NEW HAVEN, Conn. (WTNH) – Twelve days after Hurricane Maria destroyed so much of the island of Puerto Rico, many are criticizing the slow pace of federal aid. Among them, a New Haven woman who just got back from Puerto Rico Sunday.

“There’s big lines, people waiting for water, bread,” said Victoria Colon, speaking through a translator. She was in Puerto Rico when Maria hit.

“The situation in Puerto Rico is horrendous. More assistance should be coming that way,” she said, sitting in the basement of St. Francis Church in New Haven’s Fair Haven section. Third district congresswoman Rosa DeLauro (D) came here with other local officials to talk to people who have loved ones in Puerto Rico and are concerned over the speed at which aid is getting to the island.

“I have been disappointed with the administration’s response,” DeLauro said. “It has been too slow and it has been inadequate. American citizens in Puerto Rico are being treated like second class citizens.”

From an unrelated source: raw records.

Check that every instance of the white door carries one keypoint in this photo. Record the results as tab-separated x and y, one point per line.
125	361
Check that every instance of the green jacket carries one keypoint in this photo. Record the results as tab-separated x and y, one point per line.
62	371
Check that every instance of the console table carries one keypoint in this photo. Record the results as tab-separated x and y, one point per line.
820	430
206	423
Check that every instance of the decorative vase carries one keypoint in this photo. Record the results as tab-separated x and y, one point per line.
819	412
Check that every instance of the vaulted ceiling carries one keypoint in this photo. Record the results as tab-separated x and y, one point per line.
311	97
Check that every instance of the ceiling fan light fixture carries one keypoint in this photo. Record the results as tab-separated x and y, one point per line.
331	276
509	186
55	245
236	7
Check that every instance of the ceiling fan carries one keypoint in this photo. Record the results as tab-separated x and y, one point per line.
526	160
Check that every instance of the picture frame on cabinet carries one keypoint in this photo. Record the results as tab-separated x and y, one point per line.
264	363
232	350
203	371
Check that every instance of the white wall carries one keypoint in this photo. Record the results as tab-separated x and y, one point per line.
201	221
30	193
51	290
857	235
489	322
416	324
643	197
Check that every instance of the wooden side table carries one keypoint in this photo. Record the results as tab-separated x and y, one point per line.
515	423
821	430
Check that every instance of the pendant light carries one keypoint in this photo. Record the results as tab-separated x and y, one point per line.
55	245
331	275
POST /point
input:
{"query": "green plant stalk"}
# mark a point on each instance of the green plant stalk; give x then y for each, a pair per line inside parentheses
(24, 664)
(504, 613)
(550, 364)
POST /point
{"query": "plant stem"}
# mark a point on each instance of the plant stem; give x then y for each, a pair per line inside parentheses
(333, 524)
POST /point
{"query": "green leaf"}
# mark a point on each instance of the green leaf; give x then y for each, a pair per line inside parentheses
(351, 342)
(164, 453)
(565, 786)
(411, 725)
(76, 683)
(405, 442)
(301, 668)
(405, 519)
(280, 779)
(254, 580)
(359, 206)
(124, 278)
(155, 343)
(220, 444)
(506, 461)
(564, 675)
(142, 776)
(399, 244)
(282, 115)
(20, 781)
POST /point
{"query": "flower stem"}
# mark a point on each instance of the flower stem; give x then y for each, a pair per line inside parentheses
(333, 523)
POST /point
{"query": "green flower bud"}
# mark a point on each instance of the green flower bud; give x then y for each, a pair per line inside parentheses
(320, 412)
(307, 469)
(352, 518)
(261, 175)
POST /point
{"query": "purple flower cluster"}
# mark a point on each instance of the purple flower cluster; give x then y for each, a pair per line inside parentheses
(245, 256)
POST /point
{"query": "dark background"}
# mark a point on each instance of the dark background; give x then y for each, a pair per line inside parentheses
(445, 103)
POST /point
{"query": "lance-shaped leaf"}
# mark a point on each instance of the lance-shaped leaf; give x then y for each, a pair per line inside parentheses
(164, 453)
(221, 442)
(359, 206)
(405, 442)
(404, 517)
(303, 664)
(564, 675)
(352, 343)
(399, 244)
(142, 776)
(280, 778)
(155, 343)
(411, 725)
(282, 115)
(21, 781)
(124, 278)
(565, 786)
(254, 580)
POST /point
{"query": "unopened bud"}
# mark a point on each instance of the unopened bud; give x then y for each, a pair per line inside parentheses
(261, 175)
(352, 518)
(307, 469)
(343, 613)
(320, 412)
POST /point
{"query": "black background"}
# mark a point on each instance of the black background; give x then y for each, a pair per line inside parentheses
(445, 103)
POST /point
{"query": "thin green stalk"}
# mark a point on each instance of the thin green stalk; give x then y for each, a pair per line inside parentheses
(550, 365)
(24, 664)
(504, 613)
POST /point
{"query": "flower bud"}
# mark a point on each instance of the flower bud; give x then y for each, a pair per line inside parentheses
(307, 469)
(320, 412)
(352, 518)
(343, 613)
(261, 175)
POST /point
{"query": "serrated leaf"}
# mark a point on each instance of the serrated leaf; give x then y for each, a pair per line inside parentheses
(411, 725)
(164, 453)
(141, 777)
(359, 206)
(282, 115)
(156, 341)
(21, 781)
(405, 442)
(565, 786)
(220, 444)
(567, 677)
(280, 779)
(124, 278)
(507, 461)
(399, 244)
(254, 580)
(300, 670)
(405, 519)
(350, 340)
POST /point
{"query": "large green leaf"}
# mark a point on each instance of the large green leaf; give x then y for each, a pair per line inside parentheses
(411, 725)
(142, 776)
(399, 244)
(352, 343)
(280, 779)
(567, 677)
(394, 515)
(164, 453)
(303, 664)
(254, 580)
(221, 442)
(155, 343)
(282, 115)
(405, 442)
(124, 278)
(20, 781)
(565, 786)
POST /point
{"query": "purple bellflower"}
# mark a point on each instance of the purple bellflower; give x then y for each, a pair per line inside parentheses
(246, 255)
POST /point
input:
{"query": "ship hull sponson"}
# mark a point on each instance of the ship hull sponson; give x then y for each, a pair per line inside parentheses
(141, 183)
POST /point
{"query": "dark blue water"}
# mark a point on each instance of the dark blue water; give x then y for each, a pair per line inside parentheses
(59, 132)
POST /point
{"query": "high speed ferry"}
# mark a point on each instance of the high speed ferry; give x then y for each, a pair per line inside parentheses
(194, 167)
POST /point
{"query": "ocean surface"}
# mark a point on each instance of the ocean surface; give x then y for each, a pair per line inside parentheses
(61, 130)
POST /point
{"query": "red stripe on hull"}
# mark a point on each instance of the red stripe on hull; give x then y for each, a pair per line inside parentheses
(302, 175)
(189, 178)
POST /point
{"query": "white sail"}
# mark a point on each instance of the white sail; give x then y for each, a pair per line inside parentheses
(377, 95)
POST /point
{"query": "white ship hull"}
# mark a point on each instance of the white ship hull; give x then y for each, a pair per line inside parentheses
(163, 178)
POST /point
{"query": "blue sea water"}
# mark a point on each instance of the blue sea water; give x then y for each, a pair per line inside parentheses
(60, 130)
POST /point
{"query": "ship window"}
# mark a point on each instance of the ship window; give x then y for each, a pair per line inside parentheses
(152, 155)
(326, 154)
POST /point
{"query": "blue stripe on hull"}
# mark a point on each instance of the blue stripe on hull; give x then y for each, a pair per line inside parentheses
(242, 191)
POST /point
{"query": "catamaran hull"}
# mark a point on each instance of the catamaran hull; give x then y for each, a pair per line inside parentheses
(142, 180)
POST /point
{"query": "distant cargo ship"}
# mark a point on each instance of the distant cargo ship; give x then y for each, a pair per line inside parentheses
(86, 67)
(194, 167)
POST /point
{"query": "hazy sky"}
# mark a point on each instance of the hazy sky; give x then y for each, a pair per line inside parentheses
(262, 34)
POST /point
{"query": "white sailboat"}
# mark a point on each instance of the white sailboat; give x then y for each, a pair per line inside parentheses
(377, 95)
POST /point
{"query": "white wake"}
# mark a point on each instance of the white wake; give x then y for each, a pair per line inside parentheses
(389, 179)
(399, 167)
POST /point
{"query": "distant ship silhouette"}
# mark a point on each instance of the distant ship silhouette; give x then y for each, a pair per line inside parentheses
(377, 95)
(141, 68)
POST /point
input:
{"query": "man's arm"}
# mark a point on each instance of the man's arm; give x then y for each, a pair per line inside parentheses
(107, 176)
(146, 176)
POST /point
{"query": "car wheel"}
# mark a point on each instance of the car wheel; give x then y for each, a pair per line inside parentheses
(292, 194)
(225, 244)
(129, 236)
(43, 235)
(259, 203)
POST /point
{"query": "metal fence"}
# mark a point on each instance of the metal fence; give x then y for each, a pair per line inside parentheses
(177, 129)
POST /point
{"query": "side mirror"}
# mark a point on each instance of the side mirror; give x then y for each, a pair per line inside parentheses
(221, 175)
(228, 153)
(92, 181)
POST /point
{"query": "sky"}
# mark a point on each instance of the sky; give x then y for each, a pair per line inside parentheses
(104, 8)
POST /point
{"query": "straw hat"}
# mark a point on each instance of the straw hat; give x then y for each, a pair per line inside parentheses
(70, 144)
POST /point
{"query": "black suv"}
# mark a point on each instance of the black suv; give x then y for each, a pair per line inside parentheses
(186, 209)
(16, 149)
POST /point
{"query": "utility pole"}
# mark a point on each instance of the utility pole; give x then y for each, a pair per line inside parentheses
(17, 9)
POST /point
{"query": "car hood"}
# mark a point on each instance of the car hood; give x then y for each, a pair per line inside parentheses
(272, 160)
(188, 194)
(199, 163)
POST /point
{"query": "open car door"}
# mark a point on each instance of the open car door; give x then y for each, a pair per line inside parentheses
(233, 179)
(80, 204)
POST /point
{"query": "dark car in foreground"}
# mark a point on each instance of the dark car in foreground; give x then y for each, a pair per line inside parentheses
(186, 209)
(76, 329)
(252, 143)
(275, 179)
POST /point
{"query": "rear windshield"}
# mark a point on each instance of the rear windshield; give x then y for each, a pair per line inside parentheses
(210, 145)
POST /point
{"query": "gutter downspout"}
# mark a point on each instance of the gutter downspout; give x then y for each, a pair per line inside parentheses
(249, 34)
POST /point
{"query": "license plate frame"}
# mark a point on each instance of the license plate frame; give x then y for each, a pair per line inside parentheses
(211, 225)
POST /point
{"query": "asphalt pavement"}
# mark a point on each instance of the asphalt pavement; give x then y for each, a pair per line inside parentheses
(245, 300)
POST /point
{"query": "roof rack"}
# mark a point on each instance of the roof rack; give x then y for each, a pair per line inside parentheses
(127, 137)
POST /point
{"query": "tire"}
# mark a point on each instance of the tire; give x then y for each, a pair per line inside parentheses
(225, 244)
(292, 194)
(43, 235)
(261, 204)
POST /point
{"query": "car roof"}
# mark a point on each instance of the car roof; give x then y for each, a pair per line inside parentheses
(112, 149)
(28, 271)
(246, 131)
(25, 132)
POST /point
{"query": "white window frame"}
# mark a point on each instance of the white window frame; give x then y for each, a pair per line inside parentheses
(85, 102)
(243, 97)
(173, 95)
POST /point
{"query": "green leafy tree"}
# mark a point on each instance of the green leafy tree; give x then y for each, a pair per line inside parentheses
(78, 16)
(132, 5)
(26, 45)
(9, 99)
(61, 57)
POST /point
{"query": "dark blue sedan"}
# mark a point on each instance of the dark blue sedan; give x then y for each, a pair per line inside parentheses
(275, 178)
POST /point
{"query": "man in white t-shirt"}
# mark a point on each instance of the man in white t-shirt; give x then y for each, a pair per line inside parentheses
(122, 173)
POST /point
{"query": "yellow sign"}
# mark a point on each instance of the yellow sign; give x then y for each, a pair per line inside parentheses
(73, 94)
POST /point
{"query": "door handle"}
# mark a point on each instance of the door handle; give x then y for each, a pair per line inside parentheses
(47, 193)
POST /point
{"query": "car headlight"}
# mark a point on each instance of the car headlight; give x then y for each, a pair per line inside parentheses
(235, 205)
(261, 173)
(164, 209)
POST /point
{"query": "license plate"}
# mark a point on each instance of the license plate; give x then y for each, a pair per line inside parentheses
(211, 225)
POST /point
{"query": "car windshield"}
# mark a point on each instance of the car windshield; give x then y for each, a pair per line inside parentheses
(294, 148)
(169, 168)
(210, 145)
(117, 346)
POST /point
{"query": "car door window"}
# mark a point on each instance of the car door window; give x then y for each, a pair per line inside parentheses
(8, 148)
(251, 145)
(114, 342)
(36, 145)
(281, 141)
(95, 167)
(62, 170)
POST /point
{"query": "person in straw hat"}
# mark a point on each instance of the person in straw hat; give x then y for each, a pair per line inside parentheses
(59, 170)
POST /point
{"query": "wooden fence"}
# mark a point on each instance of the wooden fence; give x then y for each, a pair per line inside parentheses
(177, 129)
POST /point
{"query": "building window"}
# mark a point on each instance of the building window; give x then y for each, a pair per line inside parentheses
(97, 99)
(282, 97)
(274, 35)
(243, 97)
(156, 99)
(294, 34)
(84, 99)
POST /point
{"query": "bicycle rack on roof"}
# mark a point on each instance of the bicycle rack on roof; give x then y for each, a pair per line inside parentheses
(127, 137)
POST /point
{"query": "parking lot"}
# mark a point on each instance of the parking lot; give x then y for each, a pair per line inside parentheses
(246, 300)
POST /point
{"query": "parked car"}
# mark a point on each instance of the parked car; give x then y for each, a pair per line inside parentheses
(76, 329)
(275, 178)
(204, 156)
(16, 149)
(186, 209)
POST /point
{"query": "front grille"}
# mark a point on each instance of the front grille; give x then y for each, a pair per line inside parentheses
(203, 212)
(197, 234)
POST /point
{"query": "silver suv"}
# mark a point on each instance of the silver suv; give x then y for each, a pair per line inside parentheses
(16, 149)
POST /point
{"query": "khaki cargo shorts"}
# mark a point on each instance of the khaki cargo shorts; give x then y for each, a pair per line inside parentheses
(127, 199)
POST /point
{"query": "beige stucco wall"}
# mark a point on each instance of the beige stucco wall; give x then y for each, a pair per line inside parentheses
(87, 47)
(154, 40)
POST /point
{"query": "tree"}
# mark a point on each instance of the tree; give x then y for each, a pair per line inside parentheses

New Haven fire chief John Alston told the group that the military has to rebuild roads and establish communication before others can go in and help.

“I have so many firefighters from across the board who are calling saying we want to go we want to go,” Chief Alston said. “We can’t send them until that’s established.”

Frustrated families complain the federal government does not seem to have a plan to help Puerto Rico. In this church basement, the pastor has the start of a plan.

“What we need to do is to get together as a community,” said Father Carlos Echavarria. “To get together as a community and help those who are in need.”

If you are interested in donating to help Puerto Rico, the experts say donate money, not stuff. With the infrastructure in ruins, it is tough to get stuff onto the island.